Accuracy in Media

On Sunday, every major Democratic candidate but Sen. Bernie Sanders (I-Vt.) visited Selma, Ala., to walk across the Edmund Pettus Bridge commemorating the 55th anniversary of Bloody Sunday.

Instead, Sanders held a rally in Los Angeles.

But the mainstream media gave him a pass. Only Mediaite published a story asking why he missed the commemoration:

At a press conference in Utah Monday, a reporter asked Sanders about that choice, saying “Senator in your first test with African-American voters in South Carolina, you frankly did not do well. What do you do to improve that, and does it help that you didn’t show up in a place like Selma, where most of you are rivals were yesterday?”

“No, we showed up in L.A., where we had 15,000 people out last night,” Sanders said, referring to a rally that was headlined by “Public Enemy Radio,” a version of superstar rap group Public Enemy, fronted by Chuck D.

“We did not do as well as we had hoped, absolutely, but I think if you look at some recent polls, actually, nationally, there was a poll that just came out, I think, from Morning Consult if I’m not mistaken, which had us running ahead of Biden with the African-American vote,” Sanders continued. The poll that Sanders selected showed him tied with Biden among black voters, not leading.

Several outlets covered the commemoration and the candidates that did attend, but buried Sanders’ absence — if they mentioned it at all. They covered Mike Bloomberg’s speech at a Selma church, at which parishioners turned their backs on him. They covered comments from Sens. Elizabeth Warren (Mass.) and a speech from former Vice President Joe Biden. Sen. Amy Klobuchar and South Bend mayor Pete Buttigieg, who have since dropped out, and even former candidate Tom Steyer got mentioned.

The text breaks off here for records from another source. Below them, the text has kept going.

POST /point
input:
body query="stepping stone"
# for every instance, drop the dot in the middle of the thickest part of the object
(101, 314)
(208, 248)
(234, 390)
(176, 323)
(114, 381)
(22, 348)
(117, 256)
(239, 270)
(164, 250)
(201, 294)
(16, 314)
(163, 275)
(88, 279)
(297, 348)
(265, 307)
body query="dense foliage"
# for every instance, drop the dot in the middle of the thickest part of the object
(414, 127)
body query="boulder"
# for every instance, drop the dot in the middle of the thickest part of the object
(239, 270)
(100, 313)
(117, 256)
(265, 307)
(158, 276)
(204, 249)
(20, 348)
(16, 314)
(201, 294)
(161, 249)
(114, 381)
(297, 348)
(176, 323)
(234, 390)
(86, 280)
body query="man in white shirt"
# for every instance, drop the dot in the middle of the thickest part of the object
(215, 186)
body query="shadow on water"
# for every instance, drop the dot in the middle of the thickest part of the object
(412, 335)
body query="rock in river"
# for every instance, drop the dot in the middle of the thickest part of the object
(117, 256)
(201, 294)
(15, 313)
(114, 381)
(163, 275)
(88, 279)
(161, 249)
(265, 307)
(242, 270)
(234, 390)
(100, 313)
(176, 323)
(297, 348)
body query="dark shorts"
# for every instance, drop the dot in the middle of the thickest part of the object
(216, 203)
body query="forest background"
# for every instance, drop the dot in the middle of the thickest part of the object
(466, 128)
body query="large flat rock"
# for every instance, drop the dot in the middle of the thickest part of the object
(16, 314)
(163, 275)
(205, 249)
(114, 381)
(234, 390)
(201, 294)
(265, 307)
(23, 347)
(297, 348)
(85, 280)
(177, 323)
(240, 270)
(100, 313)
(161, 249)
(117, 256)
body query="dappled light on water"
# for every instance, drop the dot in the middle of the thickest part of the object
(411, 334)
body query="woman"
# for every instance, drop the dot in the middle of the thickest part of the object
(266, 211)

The story was important enough to report – but why did Sanders get a pass on skipping it? Democrats on Twitter excoriated Sanders for it,  but no major outlet singled Sanders out. The outlets’ silence equates to giving him a pass, as Democrats’ consensus on Twitter shows it was a mistake. Sanders has branded himself as the everyman candidate who cares most about equality and not being beholden to donors, but he skipped a civil rights memorial in favor of a rally for himself.